This part is touchy. It could perhaps be better said to be sensitivity to pressure. I cant put the same pressure on the new guy that I do to someone at my own level. The really skilled guys who can give you just as much as you can handle are priceless, that’s where I want to be one day. At the same time there is huge difference between pressure and just being a dick. There are guys I roll with that go hard, whom I am thankful for, and then there are guys who try to replace skill with their notion of going hard who I tend to steer away from. Same on the shooting range. I have friends who will up the ante, make me bring my A game, and then there are dudes who may be really really good who are just trying to show off or prove how awesome they are, and the vast mass of folks who just outrun their headlights.

Work ethic.
We’ve all done it. Had a shit talking session on the range geeking out over gear, or gone off the script when we should be getting our reps in. I know I’m guilty. I also know its not generally how I operate. I want to get my work in, and when I’m showing up to get my time in I’m steering towards those that are also focused. I don’t want to be that off topic guy when your trying to improve yourself and I appreciate training with guys that are doing the same.

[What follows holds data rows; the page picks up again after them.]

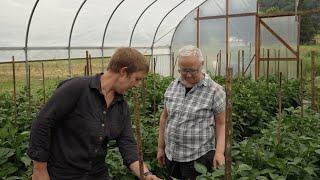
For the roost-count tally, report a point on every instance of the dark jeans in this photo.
(186, 170)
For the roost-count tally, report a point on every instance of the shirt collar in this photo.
(203, 82)
(95, 83)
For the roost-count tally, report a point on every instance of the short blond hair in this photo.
(130, 58)
(191, 50)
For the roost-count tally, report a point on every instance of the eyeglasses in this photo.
(186, 71)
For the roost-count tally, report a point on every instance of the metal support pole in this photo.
(14, 118)
(313, 81)
(228, 129)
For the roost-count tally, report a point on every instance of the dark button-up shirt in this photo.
(72, 130)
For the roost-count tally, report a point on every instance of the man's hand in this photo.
(160, 156)
(151, 177)
(40, 171)
(40, 175)
(218, 159)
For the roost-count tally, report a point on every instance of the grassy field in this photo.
(54, 71)
(58, 70)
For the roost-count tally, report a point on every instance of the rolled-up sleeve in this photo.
(126, 142)
(60, 104)
(219, 100)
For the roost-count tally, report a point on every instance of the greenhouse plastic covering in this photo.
(66, 29)
(97, 20)
(286, 28)
(213, 33)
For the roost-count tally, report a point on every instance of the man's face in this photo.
(129, 81)
(190, 69)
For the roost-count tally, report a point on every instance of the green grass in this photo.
(54, 71)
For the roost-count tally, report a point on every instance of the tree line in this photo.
(310, 24)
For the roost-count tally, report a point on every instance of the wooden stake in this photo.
(29, 92)
(313, 82)
(90, 64)
(219, 67)
(239, 63)
(43, 83)
(154, 88)
(14, 93)
(138, 134)
(172, 65)
(301, 87)
(268, 65)
(242, 56)
(228, 129)
(87, 66)
(143, 94)
(206, 63)
(280, 108)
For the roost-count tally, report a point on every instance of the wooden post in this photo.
(90, 64)
(217, 63)
(228, 129)
(154, 88)
(29, 91)
(138, 134)
(14, 93)
(219, 67)
(85, 70)
(206, 63)
(313, 84)
(87, 62)
(257, 45)
(268, 64)
(143, 94)
(227, 36)
(280, 108)
(242, 57)
(276, 71)
(172, 65)
(278, 60)
(43, 83)
(301, 87)
(239, 63)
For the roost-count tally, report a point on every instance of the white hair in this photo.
(190, 50)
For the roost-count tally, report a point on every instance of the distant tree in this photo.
(310, 25)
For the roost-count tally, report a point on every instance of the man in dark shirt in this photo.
(69, 137)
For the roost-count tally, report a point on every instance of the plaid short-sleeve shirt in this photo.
(189, 132)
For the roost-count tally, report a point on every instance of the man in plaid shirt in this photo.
(192, 124)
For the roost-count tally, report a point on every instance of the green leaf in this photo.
(244, 167)
(309, 170)
(218, 173)
(26, 160)
(244, 178)
(200, 168)
(296, 161)
(261, 178)
(5, 153)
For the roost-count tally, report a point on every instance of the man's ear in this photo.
(123, 72)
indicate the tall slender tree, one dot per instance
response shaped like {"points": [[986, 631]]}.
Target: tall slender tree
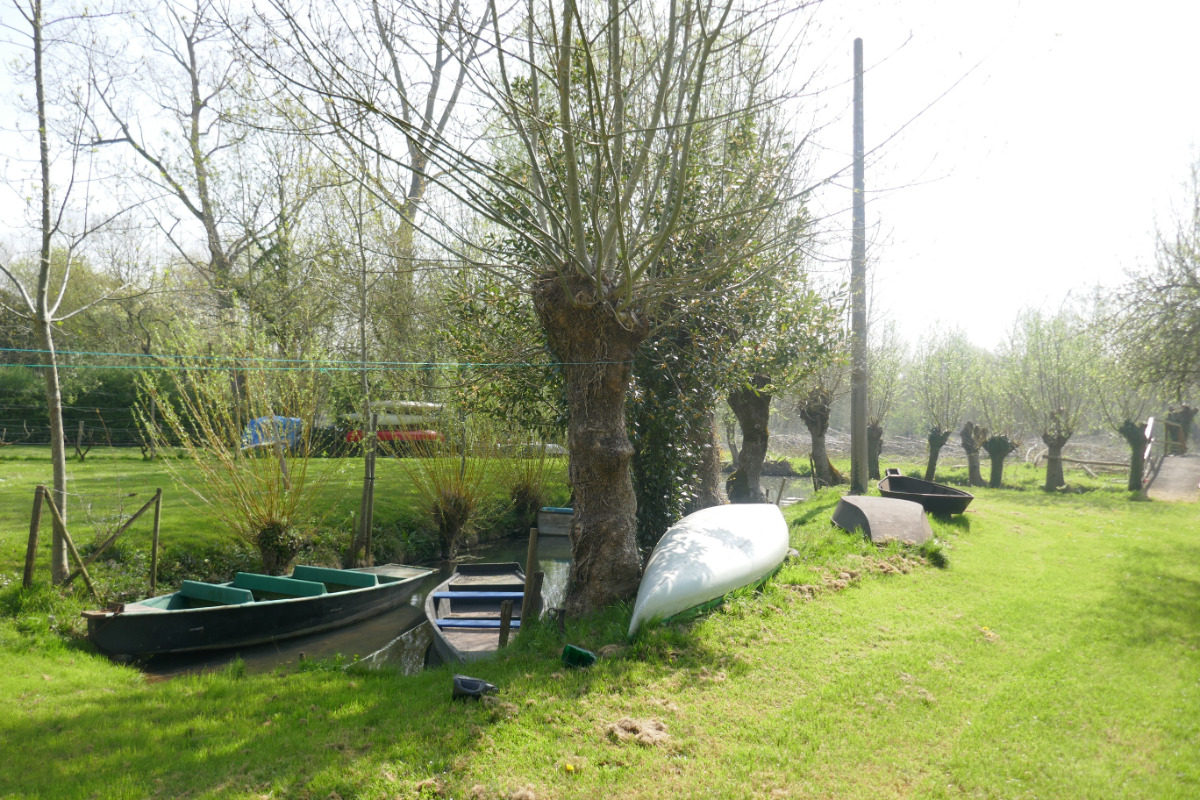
{"points": [[64, 218]]}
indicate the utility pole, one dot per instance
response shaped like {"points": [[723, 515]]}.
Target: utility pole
{"points": [[858, 298]]}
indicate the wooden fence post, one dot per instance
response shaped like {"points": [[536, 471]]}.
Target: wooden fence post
{"points": [[154, 542], [531, 559], [35, 524], [505, 621], [71, 547]]}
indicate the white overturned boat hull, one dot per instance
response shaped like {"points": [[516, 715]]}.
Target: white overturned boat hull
{"points": [[708, 554]]}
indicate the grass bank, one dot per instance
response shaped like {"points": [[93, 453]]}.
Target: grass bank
{"points": [[1057, 656]]}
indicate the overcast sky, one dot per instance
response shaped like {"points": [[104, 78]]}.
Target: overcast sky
{"points": [[1067, 139], [1018, 149]]}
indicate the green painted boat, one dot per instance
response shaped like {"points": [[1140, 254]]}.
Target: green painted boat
{"points": [[251, 609]]}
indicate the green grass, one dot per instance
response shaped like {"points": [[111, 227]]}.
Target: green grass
{"points": [[1056, 656], [118, 481]]}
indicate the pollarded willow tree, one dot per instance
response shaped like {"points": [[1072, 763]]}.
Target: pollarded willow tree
{"points": [[941, 373], [887, 355], [1051, 379], [997, 408], [1158, 311], [603, 106]]}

There is truly very little of what I do in regards to training that isn’t dangerous. If I think this guy cant keep his muzzle in a safe direction, or my rolling partner is going to go a little too far too fast on the arm bar I simply can’t take that risk. The pain, the injury, the recovery time as I age, the missed training, no thank you. Control is a combination of skill, emotional stability, and mindfulness. Its something I look for, and something I strive to develop.

This is not all inclusive. There are several other factors worth discussing, perhaps another time. How do we train with new people, what about rolling with the ladies, when is it time to be selfish, and how do we train leading up to an event?

Interactive training means working on our interpersonal skills, it means building a community, a tribe, and that team can make all the difference when it comes time to perform.

Thank you for being a part of this journey with me. I’ll hold up my end.